Ni bien lanzó la frase, Adrianzén lo miró fijo, esperando su reacción.
—¿Quieres que me vaya del ministerio?
—Eso mismo.
Los ojos de Santiváñez se movían de un lado a otro en sus cuencas. Luego, se quedó viendo el suelo y, en seguida, volvió a levantar el rostro.
—Pero eso no tiene sentido.
—Entiendo que no estés de acuerdo, pero créeme que…
—¿Cómo me voy a ir del ministerio si yo estoy aquí?
En ese momento, Adrianzén se volvió a poner de pie.
—Juanjo.
—Dime.
—La presidenta y yo queremos que dejes de ser ministro.
Santiváñez también queda de pie, en un rápido movimiento.
—¿Con que de eso se trata?
—Sí, Juanjo.
—¿Me van a nombrar premier?
Adrianzén murmuró una procacidad. Enseguida, inclinó su cuerpo hacia adelante.
—¿O sea que quieres mi puesto?
—Pero, si ustedes me lo están ofreciendo.
En ese momento, de imprevisto, la secretaria irrumpió en el despacho. Como solía hacer, había estado escuchando detrás de la puerta desde que empezó la reunión.
—¡Oiga usted! —exclamó la secretaria clavando los ojos en Santiváñez—. ¡¿Qué no se da cuenta de que ya no lo quieren?! ¡¿Acaso no puede entender que lo están botando del Gobierno?!
El silencio apareció y se quedó por algunos largos segundos. En ese lapso, Adrianzén estuvo inmóvil, mientras Santiváñez asentía con la cabeza. En tanto, la secretaria respiraba rápido, como si hubiera acabado de terminar una carrera de 100 metros.

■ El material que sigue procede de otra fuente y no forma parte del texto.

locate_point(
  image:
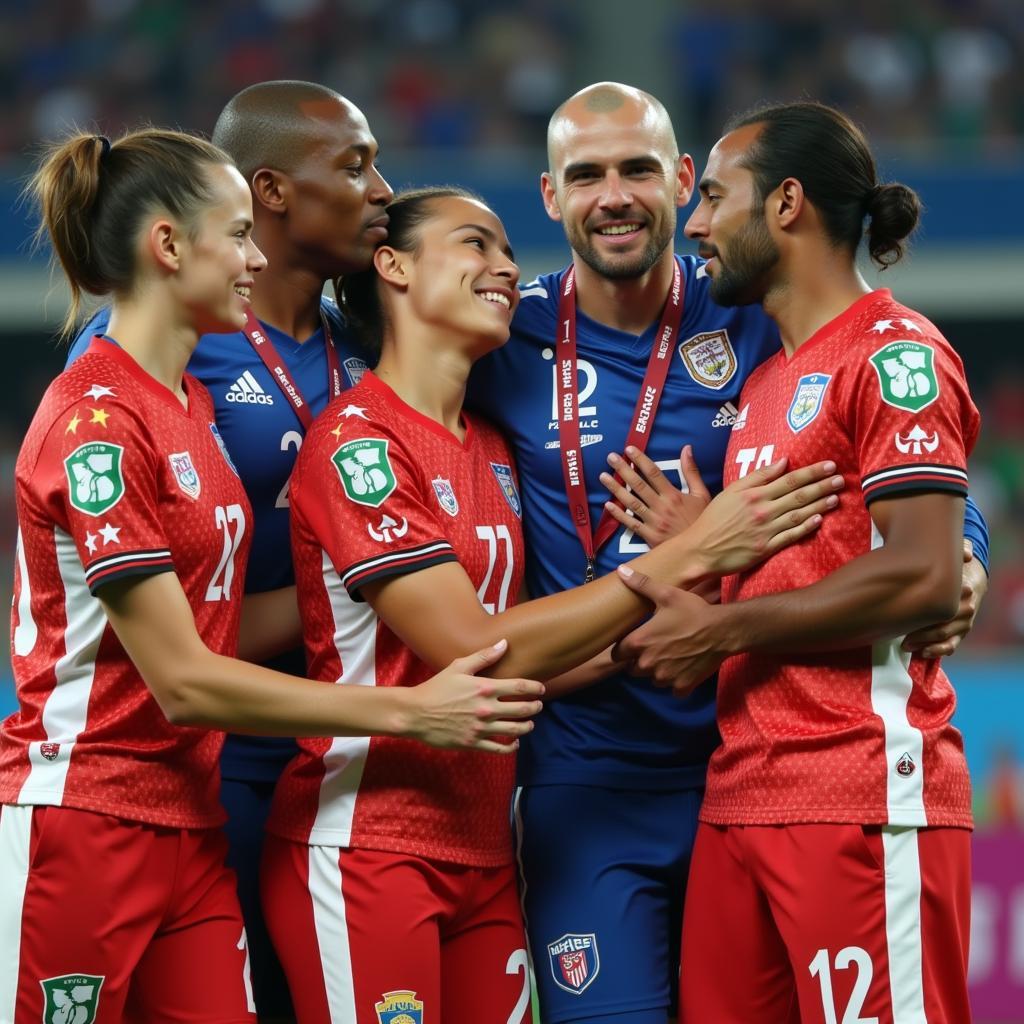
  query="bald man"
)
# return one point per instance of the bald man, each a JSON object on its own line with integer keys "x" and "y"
{"x": 318, "y": 213}
{"x": 612, "y": 775}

-Yo traje este fólder para la presidenta. Se lo haces llegar.
-Claro, Juanjo.
Santiváñez abandonó la oficina sin decir nada más. En el vehículo, de regreso al ministerio, miraba cada cierto tiempo su celular. Se preguntaba a qué hora se comunicarían con él, en qué momento lo llamarían arrepentidos para decirle: “Juanjo, olvídate, tú sigue en el cargo nomás”. Y es que tendrían que hacerlo cuando vean las fotos de Cerrón en el carro presidencial y las de su actual escondite. Sin embargo, ¿qué pasaría si no querían ceder? ¿Qué ocurriría, pues, si su plan no resulta? Después de todo, aquello no sería novedad, ya que —como el país entero sabe— de todos los planes que hizo desde que asumió el ministerio, ninguno funcionó. Ya pronto sabremos qué pasó. Mientras tanto, tengamos fe en la metafísica.
_
*El texto es ficticio; por tanto, nada corresponde a la realidad: ni los personajes, ni las situaciones, ni los diálogos, ni quizá el autor. Sin embargo, si usted encuentra en él algún parecido con hechos reales, ¡qué le vamos a hacer!